New lights were installed in Riverview Park when I was working at Allegheny Observatory about 15 years ago and an increase in crime was noted by the police who patrolled the park. Studies throughout the United States have shown that lighting does not decrease crime; rather there is either no change or crime climbs in areas with the greatest amount of lighting.
Lights allow criminals a better opportunity to size up their intended marks and provide shadows to conceal them. They are afraid of the dark as much as any law-abiding citizen. Many crimes are committed in the daylight, but I don't hear anyone requesting another sun in the sky.
Many police officers have told me that criminals will commit crimes whether or not there are lights on the streets or porches.
I support Councilman Bill Peduto's efforts to improve our environment, and I know that there are many citizens, not just naturalists and astronomers, who agree with him.
Nicholas E. Wagman Observatory
I would like to make a simple observation regarding a rather horrible eyesore that no one living north of the city could have possibly missed. Take a ride down Route 60 from the airport toward the city and look around and observe the despicable display of trash and garbage that litters our roadways.
A rather fine example of this is the Pointe at Robinson. I don't pretend to know who is responsible for keeping the roads and ramps clear, but whoever does it should be fired! The amount of trash that litters the hillsides should be and is an embarrassment to the city and Allegheny County. The main exit leading to Summit Drive is deplorable. It's not just cigarette butts or the occasional soda can; it's bottles, shopping carts, fast-food bags and containers and everything else you can possibly imagine.
After I moved to the northern parts of Allegheny County a few years ago, I thought that the responsible parties would clean up the trash during the summer months. It's now four years later and the trash has simply multiplied.

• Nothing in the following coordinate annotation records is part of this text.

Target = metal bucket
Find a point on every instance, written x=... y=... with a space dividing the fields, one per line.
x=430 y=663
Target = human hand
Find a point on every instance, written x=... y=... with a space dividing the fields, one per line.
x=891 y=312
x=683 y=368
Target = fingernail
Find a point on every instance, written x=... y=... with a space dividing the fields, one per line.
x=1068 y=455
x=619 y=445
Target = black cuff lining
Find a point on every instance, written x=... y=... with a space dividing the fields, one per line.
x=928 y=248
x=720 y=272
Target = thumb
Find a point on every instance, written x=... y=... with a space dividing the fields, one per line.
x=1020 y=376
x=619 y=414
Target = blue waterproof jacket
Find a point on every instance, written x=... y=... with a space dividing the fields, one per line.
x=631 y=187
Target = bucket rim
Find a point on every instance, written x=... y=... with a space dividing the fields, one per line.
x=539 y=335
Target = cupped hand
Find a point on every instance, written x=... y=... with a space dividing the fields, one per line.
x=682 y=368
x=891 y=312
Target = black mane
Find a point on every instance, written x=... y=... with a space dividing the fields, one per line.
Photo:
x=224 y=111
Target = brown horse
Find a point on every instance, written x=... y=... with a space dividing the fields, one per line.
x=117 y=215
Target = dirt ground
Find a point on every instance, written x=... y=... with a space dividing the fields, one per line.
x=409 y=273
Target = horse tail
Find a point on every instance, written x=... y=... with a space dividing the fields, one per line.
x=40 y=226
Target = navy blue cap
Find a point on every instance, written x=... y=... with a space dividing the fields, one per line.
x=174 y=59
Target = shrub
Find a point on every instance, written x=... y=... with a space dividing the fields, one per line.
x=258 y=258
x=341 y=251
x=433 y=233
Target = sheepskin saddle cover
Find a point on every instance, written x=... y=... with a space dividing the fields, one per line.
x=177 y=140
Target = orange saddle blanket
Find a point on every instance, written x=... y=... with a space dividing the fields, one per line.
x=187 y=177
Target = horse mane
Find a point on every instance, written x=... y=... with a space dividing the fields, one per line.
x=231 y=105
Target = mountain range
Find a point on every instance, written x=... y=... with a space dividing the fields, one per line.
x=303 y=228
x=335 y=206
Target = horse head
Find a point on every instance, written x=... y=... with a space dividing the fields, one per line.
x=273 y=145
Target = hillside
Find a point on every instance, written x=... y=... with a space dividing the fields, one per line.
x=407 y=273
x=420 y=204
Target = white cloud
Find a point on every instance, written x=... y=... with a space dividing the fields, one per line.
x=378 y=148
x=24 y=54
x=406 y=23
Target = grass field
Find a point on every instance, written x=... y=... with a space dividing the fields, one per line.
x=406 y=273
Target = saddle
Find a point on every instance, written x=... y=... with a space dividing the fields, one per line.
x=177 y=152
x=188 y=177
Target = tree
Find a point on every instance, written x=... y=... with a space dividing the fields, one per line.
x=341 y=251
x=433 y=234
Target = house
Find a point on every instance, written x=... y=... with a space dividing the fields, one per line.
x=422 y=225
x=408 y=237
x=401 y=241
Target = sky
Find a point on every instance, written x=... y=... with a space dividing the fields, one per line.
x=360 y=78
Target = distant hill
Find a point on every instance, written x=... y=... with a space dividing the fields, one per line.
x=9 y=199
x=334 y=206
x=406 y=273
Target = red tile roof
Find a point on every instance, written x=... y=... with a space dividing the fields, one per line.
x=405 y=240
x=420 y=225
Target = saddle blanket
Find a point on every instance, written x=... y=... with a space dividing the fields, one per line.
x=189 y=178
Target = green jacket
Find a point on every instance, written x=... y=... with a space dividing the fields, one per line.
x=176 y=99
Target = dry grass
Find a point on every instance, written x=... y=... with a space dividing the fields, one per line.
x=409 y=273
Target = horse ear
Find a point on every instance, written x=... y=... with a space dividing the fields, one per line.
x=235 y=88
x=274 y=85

As a taxpayer, I realize there are certainly more important things that my tax money can be going toward; however, enough is enough. Each person who flies into Pittsburgh must drive down those roads and bear witness to the filth that covers our hillsides. If I were a business owner in Allegheny County and especially in Robinson Towne Center, I would be embarrassed to have potential clients or partners come into town and see how little we care about the cleanliness of our city.
Health problems don't bankrupt those in Germany
On March 8, letter writer Jim Cannon ("Europe's Reality") asked, "If the European health system is so great, then why do most people in Europe also have private health insurance?"
By lumping all European countries together, Mr. Cannon gives a false impression. I don't pretend to know anything about the health insurance situation in Great Britain, France or Italy, for example. In Germany, where I lived most of my life, health insurance is compulsory. Not only is every person insured, regardless of age, sex or pre-existing condition, it's the law. Family members without income are insured for free. Employer and employee both pay 50 percent of the insurance rates, which are a fixed percentage of an insured's income.
Whether a citizen gets compulsory or private insurance depends on her income. Statistics show that 85 percent of the German population have compulsory insurance -- hardly a welfare situation. And no one has to declare bankruptcy when she loses her job and develops a health problem while being uninsured.